Winds of freedom

1/19/2013

A rare recent public protest in China reflects the tensions inherent in the efforts by government officials to achieve economic modernization while maintaining firm Communist Party control.

The large-circulation, relatively liberal newspaper Southern Weekly prepared an editorial for New Year’s Day that urged greater respect for constitutional rights.

Government censors reviewed the editorial, deemed it too critical and rewrote it, adding praise for Communist Party rule.

Some of the newspaper’s writers walked out in protest. Members of the public, including some Chinese celebrity bloggers, rallied to their cause.

Supporters placed bouquets of flowers and banners with pro-freedom inscriptions at the newspaper’s entrance. After days of negotiations, the government backed down and apparently agreed to reduce censorship in the future.

Achieving a rising standard of living through economic modernization is hard for any government. A refusal to accept some degree of freedom of speech compounds that difficulty.

Beijing tries to keep a lid on free speech and a free press through a range of constraints.
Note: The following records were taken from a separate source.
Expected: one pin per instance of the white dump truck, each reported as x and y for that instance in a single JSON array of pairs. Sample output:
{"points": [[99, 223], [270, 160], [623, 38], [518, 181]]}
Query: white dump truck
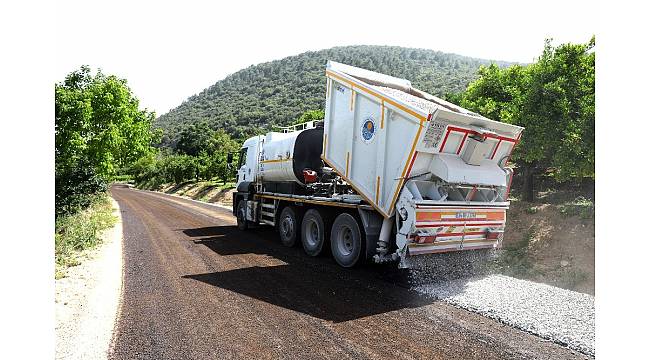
{"points": [[391, 172]]}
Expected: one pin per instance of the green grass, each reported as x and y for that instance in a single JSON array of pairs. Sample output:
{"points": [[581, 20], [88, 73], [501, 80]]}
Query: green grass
{"points": [[80, 231], [580, 206]]}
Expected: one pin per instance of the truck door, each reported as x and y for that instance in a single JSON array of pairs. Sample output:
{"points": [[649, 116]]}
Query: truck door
{"points": [[242, 169]]}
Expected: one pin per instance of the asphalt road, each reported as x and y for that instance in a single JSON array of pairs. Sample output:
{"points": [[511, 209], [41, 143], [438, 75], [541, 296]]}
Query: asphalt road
{"points": [[195, 287]]}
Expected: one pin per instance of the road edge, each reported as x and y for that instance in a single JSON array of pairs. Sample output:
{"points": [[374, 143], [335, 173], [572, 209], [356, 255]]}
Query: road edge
{"points": [[186, 198], [88, 329]]}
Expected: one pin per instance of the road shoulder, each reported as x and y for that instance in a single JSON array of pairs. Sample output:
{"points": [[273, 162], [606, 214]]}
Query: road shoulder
{"points": [[87, 299]]}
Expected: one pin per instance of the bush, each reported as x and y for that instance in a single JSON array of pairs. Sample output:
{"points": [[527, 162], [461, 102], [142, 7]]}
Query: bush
{"points": [[75, 187], [80, 231]]}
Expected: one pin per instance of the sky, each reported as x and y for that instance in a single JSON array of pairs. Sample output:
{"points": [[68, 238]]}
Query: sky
{"points": [[169, 51]]}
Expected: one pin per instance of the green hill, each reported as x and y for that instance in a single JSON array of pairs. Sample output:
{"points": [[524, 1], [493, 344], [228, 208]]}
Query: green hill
{"points": [[277, 92]]}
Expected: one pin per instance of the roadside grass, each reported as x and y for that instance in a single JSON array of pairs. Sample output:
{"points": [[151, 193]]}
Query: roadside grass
{"points": [[580, 206], [80, 231]]}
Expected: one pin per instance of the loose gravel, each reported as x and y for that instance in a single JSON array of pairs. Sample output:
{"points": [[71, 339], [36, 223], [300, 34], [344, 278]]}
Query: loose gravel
{"points": [[420, 103], [563, 316]]}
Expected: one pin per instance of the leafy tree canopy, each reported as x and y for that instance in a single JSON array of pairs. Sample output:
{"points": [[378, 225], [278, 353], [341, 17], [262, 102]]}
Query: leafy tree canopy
{"points": [[97, 120], [98, 129], [554, 99]]}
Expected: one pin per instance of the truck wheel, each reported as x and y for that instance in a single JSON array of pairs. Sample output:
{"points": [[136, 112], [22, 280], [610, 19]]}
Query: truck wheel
{"points": [[313, 232], [242, 223], [289, 226], [346, 241]]}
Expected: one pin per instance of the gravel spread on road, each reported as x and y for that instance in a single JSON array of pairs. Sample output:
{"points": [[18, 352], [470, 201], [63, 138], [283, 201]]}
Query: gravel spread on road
{"points": [[87, 299], [563, 316]]}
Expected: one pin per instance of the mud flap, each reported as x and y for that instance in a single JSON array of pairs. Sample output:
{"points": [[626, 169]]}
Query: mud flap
{"points": [[371, 223]]}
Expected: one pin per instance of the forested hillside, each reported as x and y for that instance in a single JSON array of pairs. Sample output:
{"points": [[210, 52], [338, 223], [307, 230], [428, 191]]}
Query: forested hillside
{"points": [[278, 92]]}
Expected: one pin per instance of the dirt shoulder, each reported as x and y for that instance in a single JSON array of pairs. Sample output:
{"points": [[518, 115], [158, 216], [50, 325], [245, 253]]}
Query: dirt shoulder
{"points": [[552, 241], [87, 299]]}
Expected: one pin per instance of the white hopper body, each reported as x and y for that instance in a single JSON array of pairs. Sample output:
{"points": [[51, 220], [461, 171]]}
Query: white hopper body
{"points": [[380, 132]]}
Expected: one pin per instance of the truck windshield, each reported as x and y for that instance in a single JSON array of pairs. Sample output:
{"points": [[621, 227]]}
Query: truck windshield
{"points": [[242, 157]]}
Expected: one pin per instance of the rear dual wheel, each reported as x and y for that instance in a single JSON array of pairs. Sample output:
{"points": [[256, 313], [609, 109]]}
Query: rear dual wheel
{"points": [[314, 232], [346, 241], [289, 226]]}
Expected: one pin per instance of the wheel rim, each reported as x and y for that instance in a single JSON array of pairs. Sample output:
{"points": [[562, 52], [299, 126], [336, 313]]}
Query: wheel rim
{"points": [[286, 226], [311, 235], [241, 216], [345, 241]]}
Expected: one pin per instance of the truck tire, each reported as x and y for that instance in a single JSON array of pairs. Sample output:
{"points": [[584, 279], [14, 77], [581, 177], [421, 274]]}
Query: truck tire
{"points": [[313, 232], [346, 241], [289, 226], [242, 223]]}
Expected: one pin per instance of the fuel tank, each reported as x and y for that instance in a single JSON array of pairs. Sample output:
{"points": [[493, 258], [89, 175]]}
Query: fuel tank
{"points": [[284, 156]]}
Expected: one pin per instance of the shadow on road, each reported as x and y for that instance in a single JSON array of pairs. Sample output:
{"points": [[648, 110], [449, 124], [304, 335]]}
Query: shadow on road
{"points": [[313, 286]]}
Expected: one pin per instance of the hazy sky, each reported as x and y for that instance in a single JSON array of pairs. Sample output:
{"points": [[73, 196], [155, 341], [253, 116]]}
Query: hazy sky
{"points": [[169, 51]]}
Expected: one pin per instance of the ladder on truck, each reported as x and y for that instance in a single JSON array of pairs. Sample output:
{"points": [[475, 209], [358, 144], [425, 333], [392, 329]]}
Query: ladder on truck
{"points": [[267, 211]]}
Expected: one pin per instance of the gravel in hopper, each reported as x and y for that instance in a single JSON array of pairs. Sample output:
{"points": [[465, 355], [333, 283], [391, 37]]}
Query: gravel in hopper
{"points": [[563, 316], [420, 103]]}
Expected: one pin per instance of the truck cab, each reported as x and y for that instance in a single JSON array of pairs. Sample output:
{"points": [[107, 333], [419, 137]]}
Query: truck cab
{"points": [[247, 165]]}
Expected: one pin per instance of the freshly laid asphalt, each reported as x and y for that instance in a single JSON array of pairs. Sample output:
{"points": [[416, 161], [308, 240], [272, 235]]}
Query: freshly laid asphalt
{"points": [[195, 287]]}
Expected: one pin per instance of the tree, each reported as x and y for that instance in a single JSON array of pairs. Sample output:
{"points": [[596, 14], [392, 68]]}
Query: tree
{"points": [[98, 128], [195, 138], [554, 99]]}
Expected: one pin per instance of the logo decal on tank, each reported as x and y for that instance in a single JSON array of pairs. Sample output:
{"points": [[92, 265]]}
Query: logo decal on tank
{"points": [[368, 130]]}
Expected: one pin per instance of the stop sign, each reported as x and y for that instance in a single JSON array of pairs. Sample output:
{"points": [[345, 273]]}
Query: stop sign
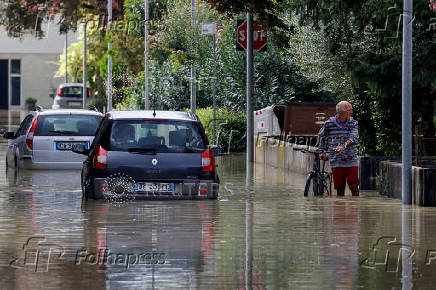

They include close government monitoring of, and blocks on, parts of the Internet and social media.

A gulf remains between North China, which includes Beijing and its centralized bureaucracy, and South China, the region in which Southern Weekly circulates, which has been more sophisticated and mercantile in its approach to life.

The fracas could force decisions on China’s new president, Xi Jinping. He is portrayed as more open to modernization and liberalization than his predecessor, Hu Jintao. This episode offers a challenge, and an opportunity, for him to deliver on some new freedoms.

Southern Weekly manifested courage in its desire for freedom of the press. Many Chinese appreciated that stand.